Process flow for the Text classification.
For performing the Text classification using Naïve Bayes on Text data required some additional packages, which need to install such as tm, e1071, SparseM. In this process data is stored in .csv file is used.
Step 1: Reading the Data from .csv file.
Step 2: Divide the dataset into two parts as training dataset and testing dataset.
Step 3: Create a corpus for training dataset and testing dataset.
Step 4: Performing the Data processing transformation on the training dataset and testing datasets.
1. Transform characters to lower case.
2. Converting to Plain Text Document.
3. Remove punctuation marks.
4. Remove digits from the documents.
5. Remove from the documents words which we find redundant for text mining (e.g.
Pronouns, conjunctions).
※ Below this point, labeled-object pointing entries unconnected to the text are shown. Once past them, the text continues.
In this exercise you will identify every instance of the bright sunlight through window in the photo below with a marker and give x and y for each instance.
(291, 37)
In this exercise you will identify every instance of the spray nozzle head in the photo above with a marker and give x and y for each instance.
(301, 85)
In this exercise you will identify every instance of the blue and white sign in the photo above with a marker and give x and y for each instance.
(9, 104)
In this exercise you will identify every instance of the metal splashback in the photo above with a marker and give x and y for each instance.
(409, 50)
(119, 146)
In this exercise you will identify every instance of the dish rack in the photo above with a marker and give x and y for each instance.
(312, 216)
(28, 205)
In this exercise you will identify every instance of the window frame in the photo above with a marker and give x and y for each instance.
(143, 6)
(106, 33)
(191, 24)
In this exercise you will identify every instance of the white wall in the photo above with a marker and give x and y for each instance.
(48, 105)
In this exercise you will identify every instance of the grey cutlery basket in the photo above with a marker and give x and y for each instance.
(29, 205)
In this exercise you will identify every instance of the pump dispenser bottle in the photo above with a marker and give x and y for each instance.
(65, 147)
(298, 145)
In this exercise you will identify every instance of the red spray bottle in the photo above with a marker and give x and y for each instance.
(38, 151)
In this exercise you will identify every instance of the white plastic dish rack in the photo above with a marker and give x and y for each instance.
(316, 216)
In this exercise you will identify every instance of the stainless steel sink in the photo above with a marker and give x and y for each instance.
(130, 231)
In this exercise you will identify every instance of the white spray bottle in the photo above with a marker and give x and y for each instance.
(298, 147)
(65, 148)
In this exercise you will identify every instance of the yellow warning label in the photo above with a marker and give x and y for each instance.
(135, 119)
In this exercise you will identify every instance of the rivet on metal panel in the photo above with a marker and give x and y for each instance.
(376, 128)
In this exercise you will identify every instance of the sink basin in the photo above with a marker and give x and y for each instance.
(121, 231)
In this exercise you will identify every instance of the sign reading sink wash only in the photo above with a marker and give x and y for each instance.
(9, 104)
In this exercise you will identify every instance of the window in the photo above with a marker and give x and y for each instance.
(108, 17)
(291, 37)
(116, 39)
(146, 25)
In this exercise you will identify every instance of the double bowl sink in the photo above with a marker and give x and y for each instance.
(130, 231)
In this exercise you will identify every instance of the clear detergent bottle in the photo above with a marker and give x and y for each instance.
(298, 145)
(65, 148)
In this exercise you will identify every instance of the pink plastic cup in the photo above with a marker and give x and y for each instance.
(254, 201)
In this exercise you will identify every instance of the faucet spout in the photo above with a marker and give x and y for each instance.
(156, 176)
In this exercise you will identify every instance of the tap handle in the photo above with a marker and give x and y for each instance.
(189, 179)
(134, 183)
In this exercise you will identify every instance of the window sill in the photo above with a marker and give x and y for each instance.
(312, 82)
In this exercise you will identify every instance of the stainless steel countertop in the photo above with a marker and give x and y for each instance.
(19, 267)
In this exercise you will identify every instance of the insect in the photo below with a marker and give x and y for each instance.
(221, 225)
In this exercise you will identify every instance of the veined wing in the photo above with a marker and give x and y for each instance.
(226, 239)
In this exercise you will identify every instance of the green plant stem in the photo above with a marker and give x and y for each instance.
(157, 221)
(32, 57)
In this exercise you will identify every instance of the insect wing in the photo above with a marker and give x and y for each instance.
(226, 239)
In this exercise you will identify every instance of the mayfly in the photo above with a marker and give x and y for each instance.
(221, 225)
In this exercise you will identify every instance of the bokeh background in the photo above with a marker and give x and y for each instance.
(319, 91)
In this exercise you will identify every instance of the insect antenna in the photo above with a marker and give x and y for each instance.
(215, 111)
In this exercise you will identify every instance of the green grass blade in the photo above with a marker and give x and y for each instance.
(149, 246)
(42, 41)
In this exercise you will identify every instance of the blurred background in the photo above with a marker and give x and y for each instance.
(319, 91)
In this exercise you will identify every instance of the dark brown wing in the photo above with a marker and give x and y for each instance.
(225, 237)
We set this words as stopwords(“English”) which is a built-in list for English language.
6. Remove extra whitespaces from the documents.
Step 5: Now create the “Term document matrix”. It describes the frequency of each term in each document in the corpus and perform the transposition of it.
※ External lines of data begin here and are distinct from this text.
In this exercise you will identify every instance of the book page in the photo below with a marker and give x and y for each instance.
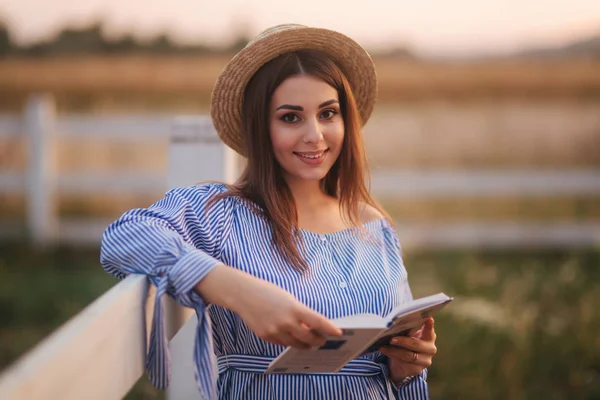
(329, 358)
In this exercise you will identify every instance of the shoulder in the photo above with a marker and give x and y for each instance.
(204, 197)
(368, 213)
(200, 192)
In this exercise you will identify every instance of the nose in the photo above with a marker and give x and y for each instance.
(313, 133)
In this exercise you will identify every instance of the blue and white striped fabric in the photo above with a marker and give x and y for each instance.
(177, 241)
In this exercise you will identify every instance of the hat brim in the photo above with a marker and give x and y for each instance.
(228, 92)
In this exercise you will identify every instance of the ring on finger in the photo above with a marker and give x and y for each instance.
(415, 357)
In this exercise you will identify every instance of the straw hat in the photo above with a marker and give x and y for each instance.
(228, 92)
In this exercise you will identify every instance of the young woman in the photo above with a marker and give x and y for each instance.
(296, 242)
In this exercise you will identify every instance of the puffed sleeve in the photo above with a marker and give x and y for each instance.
(175, 243)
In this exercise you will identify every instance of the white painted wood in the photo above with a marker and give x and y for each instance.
(195, 155)
(99, 354)
(10, 126)
(41, 213)
(126, 182)
(12, 182)
(126, 127)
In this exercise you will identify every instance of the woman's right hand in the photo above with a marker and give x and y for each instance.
(272, 313)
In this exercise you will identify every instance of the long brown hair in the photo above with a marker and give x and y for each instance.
(262, 181)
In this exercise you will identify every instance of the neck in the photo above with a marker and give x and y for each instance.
(308, 195)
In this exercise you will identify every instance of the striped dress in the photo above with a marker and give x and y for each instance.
(176, 242)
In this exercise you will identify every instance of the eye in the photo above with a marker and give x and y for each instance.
(328, 114)
(290, 118)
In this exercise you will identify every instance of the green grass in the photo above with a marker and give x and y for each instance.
(523, 326)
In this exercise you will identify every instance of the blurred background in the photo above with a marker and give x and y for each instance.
(484, 147)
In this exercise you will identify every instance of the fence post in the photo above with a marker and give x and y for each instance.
(42, 219)
(196, 154)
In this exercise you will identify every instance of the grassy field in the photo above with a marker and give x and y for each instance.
(523, 326)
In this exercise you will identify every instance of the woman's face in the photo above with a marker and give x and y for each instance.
(306, 127)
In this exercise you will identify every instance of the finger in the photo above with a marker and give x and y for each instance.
(407, 356)
(319, 323)
(428, 332)
(414, 344)
(289, 340)
(307, 335)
Step 6: Train Naïve Bayes model using transposed “Term document matrix” data and
Target class vector.
Step 7: Apply the prediction on generated model for testing dataset.
Implementation in R:
# LOAD DATA FROM CSV
Sample_data <- read.csv("Path of .csv file");
# CREATE DATA FRAME OF 750 TRAINING JOURNALS ARTICLES AND 250
# TEST ARTICLES INCLUDING 'Abstract'(Column 1) AND 'Journal_group' (Column 2)
traindata <- as.data.frame(Sample_data[1:750,c(1,2)]);
testdata <- as.data.frame(Sample_data[751:1000,c(1,2)]);
# SEPARATE TEXT VECTOR TO CREATE Source(),
# Corpus() CONSTRUCTOR FOR DOCUMENT TERM
# MATRIX TAKES Source()
trainvector <- as.vector(traindata$Abstract);
testvector <- as.vector(testdata$Abstract);
# CREATE SOURCE FOR VECTORS
trainsource <- VectorSource(trainvector);
testsource <- VectorSource(testvector);
# CREATE CORPUS FOR DATA
traincorpus <- Corpus(trainsource);
testcorpus <- Corpus(testsource);
# PERFORMING THE VARIOUS TRANSFORMATION on "traincorpus" and "testcorpus" DATASETS #SUCH AS TRIM WHITESPACE, REMOVE PUNCTUATION, REMOVE STOPWORDS.
traincorpus <- tm_map(traincorpus,stripWhitespace);
traincorpus <- tm_map(traincorpus,tolower);
traincorpus <- tm_map(traincorpus, removeWords,stopwords("english"));
traincorpus <- tm_map(traincorpus, PlainTextDocument);
testcorpus <- tm_map(testcorpus,stripWhitespace);
testcorpus <- tm_map(testcorpus,tolower);
testcorpus <- tm_map(testcorpus, removeWords,stopwords("english"));
testcorpus <- tm_map(testcorpus, PlainTextDocument);
# CREATE TERM DOCUMENT MATRIX
trainmatrix <- t(TermDocumentMatrix(traincorpus));
testmatrix <- t(TermDocumentMatrix(testcorpus));
# TRAIN NAIVE BAYES MODEL USING trainmatrix DATA AND traindate$Journal_group CLASS VECTOR
model <- naiveBayes(as.matrix(trainmatrix),as.factor(traindata$Journal_group));
results <- predict(model,as.matrix(testmatrix));
Advantages of Naïve Bayes Classifier:
• Naive Bayes is that it only needs a small amount of training data to estimate the parameters necessary for classification.
• Fast to train (single scan). Fast to classify.
• Not sensitive to irrelevant features
• Handles real and discrete data
• Handles streaming data well.
Disadvantage of Naïve Bayes Classifier:
• Assumes independence of features.
Application of Text Classification:
• Sort journals and abstracts by subject groups (e.g., MEDLINE, etc.).
• Spam filtering, a process which tries to discriminate E-mail spam messages from authentic emails.
• Language identification, automatically determining the linguistic of a text.
• Sentiment analysis, determining the attitude of a speaker or a writer with respect to some topic or the overall contextual polarity of a document.
• Article triage, selecting articles that are relevant for manual literature curation.